作者
John O.L. DeLancey,Sara Mastrovito,Mariana Masteling,Whitney Horner,James A. Ashton‐Miller,Luyun Chen
摘要
Several two-dimensional and three-dimensional measurements have been used to assess changes in pelvic floor structures and shape. These include assessment of urogenital and levator hiatus dimensions, levator injury grade, levator bowl volume, and levator plate shape. We argue that each assessment reflects underlying changes in an individual aspect of the overall changes in muscle and fascial structures. Vaginal delivery, aging, and interindividual variations in anatomy combine to affect pelvic floor structures and their connections in different ways. There is presently no unifying conceptual model that permits evaluation of how these many measures relate to one another or that reflects overall pelvic floor structure and function. The aim of this article, therefore, is to describe a unified pelvic floor conceptual model to better understand how the above changes to the pelvic floor structures and their biomechanical interactions affect pelvic organ support with vaginal birth, prolapse, and age.
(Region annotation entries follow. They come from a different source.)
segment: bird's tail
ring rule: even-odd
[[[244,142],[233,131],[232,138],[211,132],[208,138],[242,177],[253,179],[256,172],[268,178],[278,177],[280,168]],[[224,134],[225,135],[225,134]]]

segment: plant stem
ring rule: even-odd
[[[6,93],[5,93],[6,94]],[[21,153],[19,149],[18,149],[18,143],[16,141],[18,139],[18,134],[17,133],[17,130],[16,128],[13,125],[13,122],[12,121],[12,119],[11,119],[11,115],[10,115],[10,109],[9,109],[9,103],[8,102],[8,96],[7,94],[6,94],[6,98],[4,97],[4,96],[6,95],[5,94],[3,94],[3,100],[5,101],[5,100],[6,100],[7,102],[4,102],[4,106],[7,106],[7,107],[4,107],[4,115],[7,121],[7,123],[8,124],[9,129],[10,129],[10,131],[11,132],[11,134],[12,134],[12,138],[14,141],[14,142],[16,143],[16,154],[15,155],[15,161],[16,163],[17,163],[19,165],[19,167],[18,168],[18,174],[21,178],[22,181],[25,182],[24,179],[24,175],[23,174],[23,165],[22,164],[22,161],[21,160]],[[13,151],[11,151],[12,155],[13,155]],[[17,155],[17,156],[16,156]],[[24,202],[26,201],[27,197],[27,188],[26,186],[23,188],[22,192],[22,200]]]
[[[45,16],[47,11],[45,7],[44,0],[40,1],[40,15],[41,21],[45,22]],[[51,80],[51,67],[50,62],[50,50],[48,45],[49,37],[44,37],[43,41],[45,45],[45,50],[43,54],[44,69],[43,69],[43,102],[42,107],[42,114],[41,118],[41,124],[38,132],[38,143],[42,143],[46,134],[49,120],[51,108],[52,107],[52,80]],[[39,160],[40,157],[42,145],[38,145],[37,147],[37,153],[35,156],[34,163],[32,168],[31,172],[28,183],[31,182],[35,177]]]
In this model, the pelvic floor is comprised of five key anatomical structures: the 1) pubovisceral, 2) puborectal, and 3) iliococcygeal muscles with their superficial and inferior fascia; 4) the perineal membrane/body; and 5) the anal sphincter complex. Schematically, these structures are considered to originate from pelvic sidewall structures and meet medially at important connection points that include the anal sphincter complex, perineal body, and anococcygeal raphé. The pubovisceral muscle contributes primarily to urogenital hiatus closure, while the puborectal muscle is mainly related to levator hiatus closure, although each contributes to the other. Dorsally and laterally, the iliococcygeal muscle forms a shelf-like structure in women with normal support that spans the remaining area between these medial muscles and attachments to the pelvic sidewall. Other features include the levator plate, bowl volume, and anorectal angle. The pelvic floor conceptual model integrates existing observations and points out evident knowledge gaps in how parturition, injury, disease, and aging can contribute to changes associated with pelvic floor function caused by the detachment of one or more important connection points or pubovisceral muscle failure.